07/03/2025 06:00 | Son Güncelleme : 06/11/2025 20:31 | Bike S. Demirkız


Tarih Öncesi Nükleer Savaş: Mitolojiler, Arkeolojik Kanıtlar ve Alternatif Teoriler
ad image
ad image

Tarih Öncesi Nükleer Savaş: Mitolojiler, Arkeolojik Kanıtlar ve Alternatif Teoriler

Picture1-i67ca8a29a01fa.jpgİnsanlık tarihi boyunca büyük savaşlar yaşandı, uygarlıklar yükseldi ve yok oldu. Ancak bazı arkeolojik buluntular ve kadim metinler, tarih öncesi çağlarda nükleer bir savaşın yaşanmış olabileceği ihtimalini akıllara getiriyor. Modern teknolojimizin ancak 20. yüzyılda eriştiği yıkıcı güçlere dair ipuçları, binlerce yıl öncesine dayanan anlatılarda bulunuyor.

1. Arkeolojik Kanıtlar: Yanmış Şehirler ve Radyoaktif Kalıntılar

Mohenjo-Daro’nun Gizemi

Pakistan’da bulunan Mohenjo-Daro ve Harappa, İndus Vadisi Medeniyeti’nin MÖ 2600-MÖ 1900 yılları arasında İndus Vadisi Uygarlığı’nın en önemli şehirlerinden biriydi. Ancak, bu şehir bir anda yok olmuş ve halkı ansızın ölmüş gibi görünmektedir. 
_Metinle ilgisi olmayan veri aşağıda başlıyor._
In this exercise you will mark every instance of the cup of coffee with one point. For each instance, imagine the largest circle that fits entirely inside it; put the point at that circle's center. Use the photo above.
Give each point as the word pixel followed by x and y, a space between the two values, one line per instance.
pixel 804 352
Arkeolojik kazılarda, yüksek ısıya maruz kalmış taşlar ve erimiş seramikler bulunmuştur. Bu bulgular, bazı araştırmacılar tarafından nükleer patlama tezleriyle ilişkilendirilmiştir. Örneğin, Mohenjo-Daro’da yapılan kazılarda, caddelerde yatan iskeletler bulunmuş ve bu iskeletlerde yüksek düzeyde radyoaktivite tespit edilmiştir. Ayrıca, kentte siyah cam kümeleri bulunmuş ve bunların yüksek ısıyla erimiş kil çömlekler olduğu belirlenmiştir. 

Şaşırtıcı Bulgular:

         Kazılarda yüksek ısıya maruz kalmış taşlar ve erimiş seramikler bulunmuştur.

         Cadde ortasında yatan iskeletler, ani bir felaketin yaşandığını düşündürmektedir.

         İskeletlerin üzerinde anormal derecede radyoaktivite olduğu iddia edilmiştir.

         Kumun camlaşarak siyah ve yeşilimsi erimiş taşlara dönüşmesi, nükleer patlama sonrası oluşan “trinitit” benzeri yapılara benzetilmektedir.

Bu bulgular, bilimsel çevreler tarafından büyük bir yangın veya doğal afet olarak açıklansa da, neden yalnızca belirli bölgelerin aşırı yüksek ısıya maruz kaldığı ve bazı iskeletlerin diğerlerinden daha fazla radyoaktif olduğu sorusu yanıtsız kalmaktadır.

Sibirya’da Patlamış Bir Antik Kent

Rus araştırmacılar, Sibirya’daki bazı antik şehirlerde tıpkı Mohenjo-Daro’daki gibi yüksek ısıya maruz kalmış taşlar ve camlaşmış kum tabakaları bulduklarını öne sürmüştür.

Benzer şekilde, Orta Asya’daki bazı bölgelerde, taşların yüksek sıcaklıkla eridiği ancak doğal bir volkanik aktivitenin izine rastlanmadığı belirtilmiştir. Bu durum, eski çağlarda kullanılan yüksek enerjili bir silahın işareti olabilir mi?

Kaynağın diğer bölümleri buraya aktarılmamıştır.